Bigato – Nas imediações do terminal, moradores e comerciantes convivem com um “criminoso amigo”. Todos o conhecem como “Bigato”. Se a pessoa dá comida ou roupas, Bigato passaria a ser uma espécie de cuidador da casa ou loja. “Ele não rouba quem o ajuda e não permite que o façam. Agora, se mesmo assim algo é levado de quem o auxiliou, ele recupera o objeto na boca de fumo”, contou o comerciante. Ultimamente, Bigato está preso.
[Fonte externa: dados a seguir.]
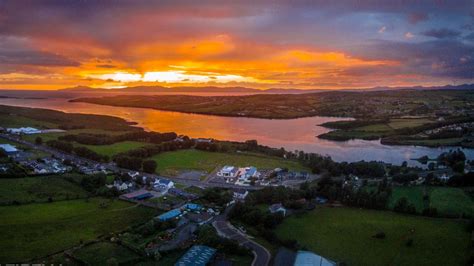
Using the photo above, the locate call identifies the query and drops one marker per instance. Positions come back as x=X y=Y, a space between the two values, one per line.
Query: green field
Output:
x=38 y=189
x=21 y=121
x=36 y=230
x=346 y=235
x=448 y=201
x=170 y=163
x=413 y=194
x=99 y=253
x=115 y=148
x=56 y=135
x=452 y=201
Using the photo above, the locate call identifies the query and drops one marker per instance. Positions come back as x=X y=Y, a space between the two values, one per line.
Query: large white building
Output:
x=8 y=148
x=228 y=171
x=23 y=130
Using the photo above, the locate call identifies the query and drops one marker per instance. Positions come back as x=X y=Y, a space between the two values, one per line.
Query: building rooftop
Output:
x=8 y=148
x=197 y=255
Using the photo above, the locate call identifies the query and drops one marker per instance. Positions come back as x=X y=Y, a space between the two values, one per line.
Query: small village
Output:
x=184 y=204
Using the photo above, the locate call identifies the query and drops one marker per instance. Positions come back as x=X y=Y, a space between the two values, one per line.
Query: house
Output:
x=181 y=193
x=133 y=175
x=248 y=172
x=321 y=200
x=23 y=130
x=278 y=207
x=305 y=258
x=202 y=140
x=228 y=171
x=240 y=193
x=165 y=183
x=197 y=255
x=444 y=177
x=8 y=148
x=174 y=213
x=138 y=195
x=200 y=218
x=192 y=207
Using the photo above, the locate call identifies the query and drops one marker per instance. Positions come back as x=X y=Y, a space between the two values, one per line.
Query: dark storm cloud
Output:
x=441 y=33
x=414 y=18
x=448 y=58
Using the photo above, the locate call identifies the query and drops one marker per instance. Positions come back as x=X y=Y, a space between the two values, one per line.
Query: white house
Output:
x=278 y=207
x=133 y=175
x=444 y=177
x=23 y=130
x=248 y=172
x=163 y=183
x=9 y=149
x=228 y=171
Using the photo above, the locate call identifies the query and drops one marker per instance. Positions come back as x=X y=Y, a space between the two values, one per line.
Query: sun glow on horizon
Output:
x=172 y=76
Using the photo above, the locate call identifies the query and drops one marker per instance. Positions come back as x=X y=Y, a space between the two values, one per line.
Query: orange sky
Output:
x=115 y=44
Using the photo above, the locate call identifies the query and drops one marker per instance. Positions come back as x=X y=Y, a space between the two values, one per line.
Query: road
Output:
x=261 y=255
x=112 y=167
x=223 y=227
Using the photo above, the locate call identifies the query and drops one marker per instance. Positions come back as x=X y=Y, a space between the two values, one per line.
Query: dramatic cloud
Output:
x=442 y=33
x=304 y=44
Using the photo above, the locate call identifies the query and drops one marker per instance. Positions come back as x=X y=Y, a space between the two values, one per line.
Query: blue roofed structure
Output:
x=192 y=207
x=169 y=215
x=197 y=255
x=306 y=258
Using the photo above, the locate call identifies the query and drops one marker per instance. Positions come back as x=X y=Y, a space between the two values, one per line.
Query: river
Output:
x=291 y=134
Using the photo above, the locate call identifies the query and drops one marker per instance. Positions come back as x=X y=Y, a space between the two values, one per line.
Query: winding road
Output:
x=224 y=228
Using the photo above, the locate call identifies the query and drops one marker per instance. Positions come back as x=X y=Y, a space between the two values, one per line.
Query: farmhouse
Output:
x=23 y=130
x=137 y=195
x=248 y=172
x=240 y=194
x=228 y=171
x=9 y=149
x=163 y=184
x=278 y=207
x=192 y=207
x=197 y=255
x=181 y=193
x=170 y=215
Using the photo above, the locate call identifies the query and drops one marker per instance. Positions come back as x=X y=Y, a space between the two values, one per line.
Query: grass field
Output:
x=21 y=121
x=452 y=201
x=448 y=201
x=115 y=148
x=345 y=235
x=38 y=189
x=56 y=135
x=413 y=194
x=99 y=253
x=36 y=230
x=170 y=163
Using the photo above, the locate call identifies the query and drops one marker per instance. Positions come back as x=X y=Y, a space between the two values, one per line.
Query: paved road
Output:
x=261 y=255
x=112 y=167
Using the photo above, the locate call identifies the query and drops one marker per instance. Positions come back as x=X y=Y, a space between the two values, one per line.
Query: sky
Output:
x=259 y=44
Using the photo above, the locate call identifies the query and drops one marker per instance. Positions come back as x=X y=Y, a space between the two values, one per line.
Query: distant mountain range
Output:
x=214 y=89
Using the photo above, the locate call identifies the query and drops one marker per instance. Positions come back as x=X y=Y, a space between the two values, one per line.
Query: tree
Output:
x=149 y=166
x=3 y=153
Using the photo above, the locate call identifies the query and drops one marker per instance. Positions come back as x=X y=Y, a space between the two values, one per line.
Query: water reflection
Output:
x=293 y=134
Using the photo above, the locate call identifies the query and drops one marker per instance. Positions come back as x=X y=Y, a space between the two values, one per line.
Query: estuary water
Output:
x=291 y=134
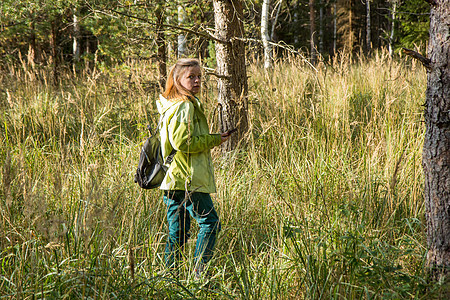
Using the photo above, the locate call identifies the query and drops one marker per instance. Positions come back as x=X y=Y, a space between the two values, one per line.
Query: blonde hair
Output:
x=173 y=87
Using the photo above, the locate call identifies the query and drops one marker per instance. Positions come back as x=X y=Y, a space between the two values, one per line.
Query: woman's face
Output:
x=191 y=79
Casos recentes – No dia 5 de maio deste ano, um homem tentou invadir a casa de idoso de 89 anos, na Colônia. A PM foi para o local e prendeu o criminoso de 29 anos. Antes dele, outros dois assaltantes já tinham sido presos pelo mesmo motivo. Dez dias depois, policiais militares prenderam dois homens que assaltaram um casal na rua Atibaia. Um deles fugiu. No momento da prisão, uma mulher se aproximou dos PMs. Ela mandou os soldados soltarem o rapaz já que ele “só pretendia roubar os celulares das vítimas”. A mulher também foi presa.

No dia 7 de agosto, um grupo de jovens invadiu uma casa no bairro da Colônia e fez a família de refém. A PM prendeu um maior de idade e deteve dois adolescentes. Já no dia 12 de outubro, três homens foram presos e outro foi morto após tentarem roubar uma casa do bairro. A PM, que contou com apoio do helicóptero Águia e da Guarda Municipal, perseguiu os bandidos. Houve tiroteio.